2016's been a rough year, so here's a bit of good news to brighten your day. Hayao Miyazaki, the legendary Japanese animator and filmmaker, has decided to come out of retirement for one last feature film. Specifically, he's got plans to turn a CG-animated short he's been working on, Boro the Caterpillar, into a full-length feature.

Miyazaki dropped the big news during a Japanese TV special titled, funnily enough, The Man Who Is Not Done: Hayao Miyazaki (via Anime News Network). In it, he revealed he was dissatisfied with Boro the Caterpillar, a twelve-minute short for the Ghibli Museum. So he's presented a project proposal for a feature-length film, which Miyazaki hopes to complete before the 2020 Olympics in Toyko. As for the Boro the Caterpillar short, it's still on — it'll be finished in about a year and will screen exclusively at the Ghibli Museum in Tokyo.

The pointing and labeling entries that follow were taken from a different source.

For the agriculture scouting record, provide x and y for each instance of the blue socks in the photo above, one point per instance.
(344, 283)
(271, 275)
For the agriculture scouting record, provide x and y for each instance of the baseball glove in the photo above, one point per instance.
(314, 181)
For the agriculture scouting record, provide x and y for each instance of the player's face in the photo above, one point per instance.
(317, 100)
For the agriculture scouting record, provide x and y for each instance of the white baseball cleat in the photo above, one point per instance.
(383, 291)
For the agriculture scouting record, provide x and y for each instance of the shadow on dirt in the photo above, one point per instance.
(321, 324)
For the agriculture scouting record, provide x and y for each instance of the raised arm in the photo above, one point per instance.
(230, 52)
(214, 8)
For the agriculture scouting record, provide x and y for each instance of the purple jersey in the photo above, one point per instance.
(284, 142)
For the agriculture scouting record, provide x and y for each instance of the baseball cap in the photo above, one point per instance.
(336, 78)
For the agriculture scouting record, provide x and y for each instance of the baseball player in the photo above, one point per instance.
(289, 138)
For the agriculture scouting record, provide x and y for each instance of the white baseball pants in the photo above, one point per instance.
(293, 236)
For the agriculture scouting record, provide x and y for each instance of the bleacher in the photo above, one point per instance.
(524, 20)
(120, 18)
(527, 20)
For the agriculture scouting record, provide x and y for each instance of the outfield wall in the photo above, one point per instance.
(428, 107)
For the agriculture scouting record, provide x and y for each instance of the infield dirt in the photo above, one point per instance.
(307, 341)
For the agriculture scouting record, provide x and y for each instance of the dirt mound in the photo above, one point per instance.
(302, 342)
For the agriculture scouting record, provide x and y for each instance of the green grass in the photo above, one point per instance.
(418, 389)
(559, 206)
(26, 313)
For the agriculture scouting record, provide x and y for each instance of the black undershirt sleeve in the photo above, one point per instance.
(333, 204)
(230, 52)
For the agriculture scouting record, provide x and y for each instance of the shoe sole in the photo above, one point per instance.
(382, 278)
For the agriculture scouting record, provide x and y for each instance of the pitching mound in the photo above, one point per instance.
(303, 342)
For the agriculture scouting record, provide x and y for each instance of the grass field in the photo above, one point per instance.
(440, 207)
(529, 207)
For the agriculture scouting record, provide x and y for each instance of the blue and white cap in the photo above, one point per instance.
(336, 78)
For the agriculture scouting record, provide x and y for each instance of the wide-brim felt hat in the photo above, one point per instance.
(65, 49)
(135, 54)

While the longer version of Boro the Caterpillar has not officially been greenlit, it's hard to imagine Miyazaki getting turned down. Miyazaki, who has already begun work on animation for the project, noted that he will be around 80 years old when the Boro the Caterpillar movie is finished. The filmmaker has been planning the story of Boro the Caterpillar for about 20 years and although specific details are still scarce, he describes it as "a story of a tiny, hairy caterpillar, so tiny that it may be easily squished between your fingers."

Miyazaki officially confirmed his retirement from feature filmmaking in 2013, just as his last film The Wind Rises made its premiere at the Venice Film Festival. But even at the time, longtime fans noted that Miyazaki had made retirement announcements several times before, only to return for more. By some counts, this was roughly his fifth "retirement." And he's kept himself busy with other projects in the meantime, like that aforementioned Boro the Caterpillar short and an as-yet-unreleased samurai manga.